The malware is said to have compromised computers located in nearly every country in the world, turning them into proxies through which criminals were able to hide their identities while committing countless crimes. According to prosecutors in the US, this included the theft of billions of dollars slated for Covid-19 pandemic relief—funds allegedly stolen by foreign actors posing as unemployed US citizens.

According to an indictment, the infected computers allegedly provided Wang’s customers with a persistent backdoor, allowing them to disguise themselves as any one of the victims of Wang’s malware. This illicit proxy service, known as “911 S5,” launched as early as 2014, the US government says.
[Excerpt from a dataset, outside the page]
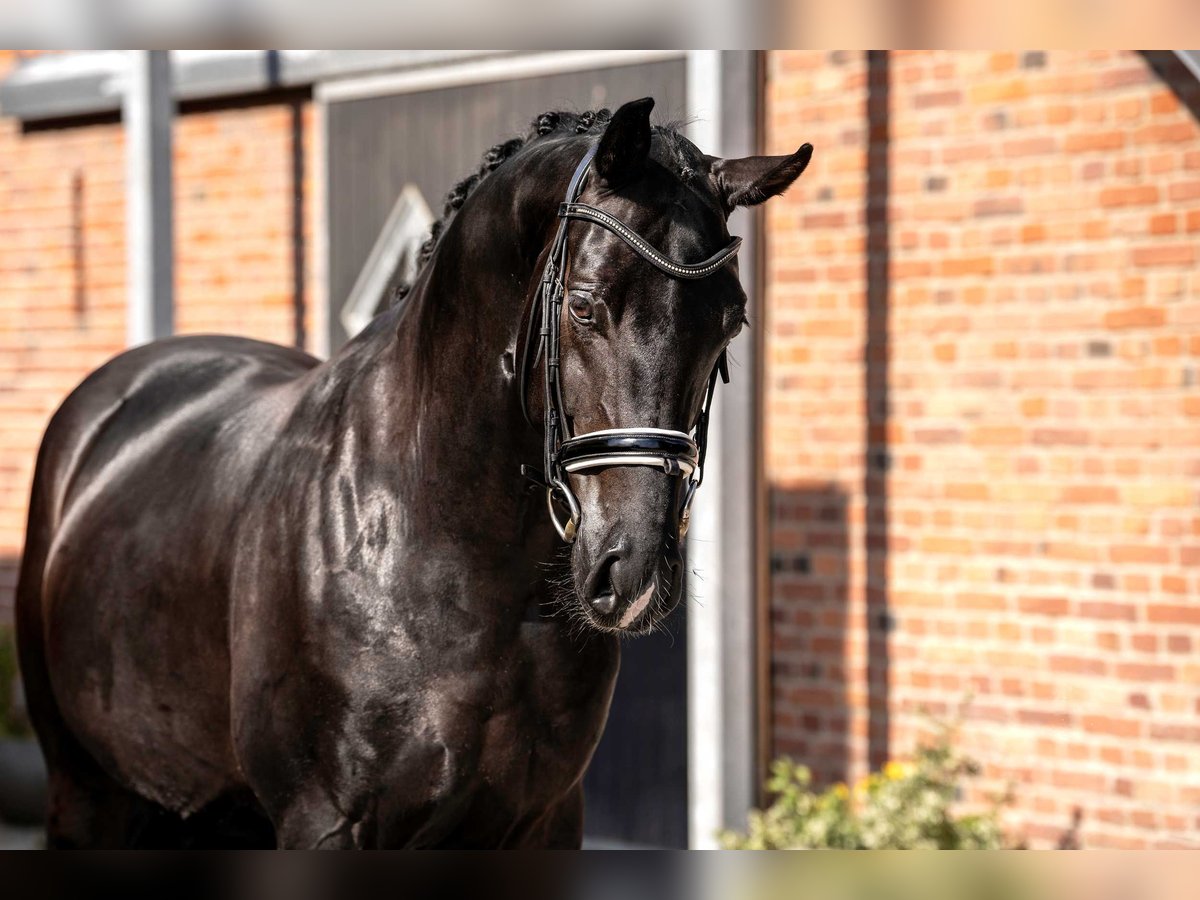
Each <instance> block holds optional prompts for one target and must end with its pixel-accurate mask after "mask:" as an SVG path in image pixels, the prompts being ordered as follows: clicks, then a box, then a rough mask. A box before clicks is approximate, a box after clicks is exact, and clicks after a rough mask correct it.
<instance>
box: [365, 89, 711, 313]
mask: <svg viewBox="0 0 1200 900" xmlns="http://www.w3.org/2000/svg"><path fill="white" fill-rule="evenodd" d="M611 119H612V110H610V109H593V110H589V112H584V113H569V112H565V110H550V112H546V113H542V114H541V115H539V116H538V118H536V119H534V120H533V122H532V124H530V126H529V131H528V133H527V134H526V136H524V137H517V138H512V139H510V140H504V142H502V143H499V144H496V145H494V146H492V148H491V149H490V150H488V151H487V152H485V154H484V158H482V161H481V162H480V166H479V169H478V170H476V172H473V173H472V174H469V175H467V178H464V179H462V181H460V182H458V184H456V185H455V186H454V187H452V188H450V191H449V193H446V197H445V204H444V206H443V210H442V218H439V220H437V221H436V222H434V223H433V224H432V227H431V228H430V236H428V239H427V240H426V241H425V244H422V245H421V250H420V253H419V254H418V259H416V270H415V271H414V272H413V280H412V281H409V282H404V283H401V284H397V286H396V288H395V290H394V292H392V295H391V299H390V304H389V305H395V304H397V302H400V301H401V300H403V299H404V298H406V296H408V293H409V292H410V290H412V289H413V284H414V283H415V282H416V280H418V277H419V276H420V274H421V271H422V270H424V269H425V265H426V263H428V262H430V258H431V257H432V256H433V250H434V248H436V247H437V245H438V239H439V238H440V236H442V234H443V233H444V232H445V229H446V226H449V224H450V222H451V220H452V218H454V217H455V215H456V214H457V212H458V210H460V209H462V205H463V204H464V203H466V202H467V198H468V197H470V194H472V193H474V191H475V188H476V187H479V185H480V182H481V181H482V180H484V179H485V178H487V176H488V175H490V174H492V173H493V172H496V169H498V168H499V167H500V166H502V164H503V163H504V161H505V160H509V158H511V157H512V156H515V155H516V154H517V152H520V151H521V150H522V149H523V148H524V146H527V145H528V144H530V143H533V142H535V140H538V139H539V138H544V137H547V136H551V134H593V133H599V132H602V131H604V128H605V126H607V125H608V122H610V120H611ZM679 127H680V124H668V125H656V126H654V132H655V134H659V136H661V137H664V138H667V139H668V140H666V142H664V143H666V144H667V146H668V148H670V152H671V154H672V156H673V157H676V158H677V160H679V162H680V167H679V168H680V172H679V174H680V176H682V178H683V179H684V180H686V179H688V178H689V176H690V174H691V173H692V172H694V170H695V167H696V166H697V164H698V161H697V160H696V158H695V157H696V156H697V155H698V151H697V150H696V149H695V148H694V146H691V144H690V143H688V140H686V139H685V138H684V137H683V136H682V134H679V133H678V128H679ZM689 149H690V150H689Z"/></svg>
“The 911 S5 Botnet infected computers in nearly 200 countries and facilitated a whole host of computer-enabled crimes, including financial frauds, identity theft, and child exploitation,” says FBI director Christopher Wray, who described the illicit service as “likely the world’s largest botnet ever.”

The US Treasury Department has also sanctioned Wang and two other individuals allegedly tied to 911 S5.

Wang is said to have amassed access to nearly 614,000 IP addresses in the US and more than 18 million others worldwide—collectively forming the botnet. 911 S5’s customers were able to filter the IPs geographically to choose where they’d like to appear to be located, down to a specific US zip code, the DOJ claims.

The indictment reveals that from the 150 servers dedicated to managing the botnet, up to 76 were rented from US-based service providers. Among these providers was the one hosting 911 S5’s client interface. This platform enabled criminals abroad to acquire goods with stolen credit cards, frequently with the alleged aim of bypassing US export regulations.

It’s alleged that over half a million fraudulent claims filed with pandemic relief programs in the US are connected to 911 S5. According to the indictment, almost $6 billion in losses have been associated with IP addresses seized by 911 S5. Many of these IP addresses are reported to be linked to more serious offenses, including bomb threats and the trafficking of child sexual abuse material, or CSAM.

Damien Diggs, the US attorney for the Eastern District of Texas, where Wang was indicted by a grand jury earlier this month, states, “Proxy services like 911 S5 are widespread threats hiding criminals behind the compromised IP addresses of home computers across the globe.”

Nicole Argentieri, head of the Justice Department’s Criminal Division, adds, “These criminals employed the hijacked computers to hide their identities and commit a range of offenses, from fraud to cyberstalking.”

At the time of writing, it is unclear whether these virtual impersonations resulted in any criminal investigations or charges against US-based victims whose IP addresses were hijacked as part of the 911 S5 botnet. We are awaiting a response from the Department of Justice regarding this concern.

According to the Justice Department, law enforcement agencies in Singapore, Thailand, and Germany collaborated with US authorities to effect Wang’s arrest.

Wang faces charges of conspiracy, computer fraud, conspiracy to commit wire fraud, and conspiracy to money laundering, with a maximum penalty of 65 years in prison. The US is also seeking to seize a mountain of luxury cars and goods allegedly owned by Wang, including a 2022 Ferrari Spider valued at roughly half a million dollars as well as a Patek Philippe watch worth potentially several times that amount.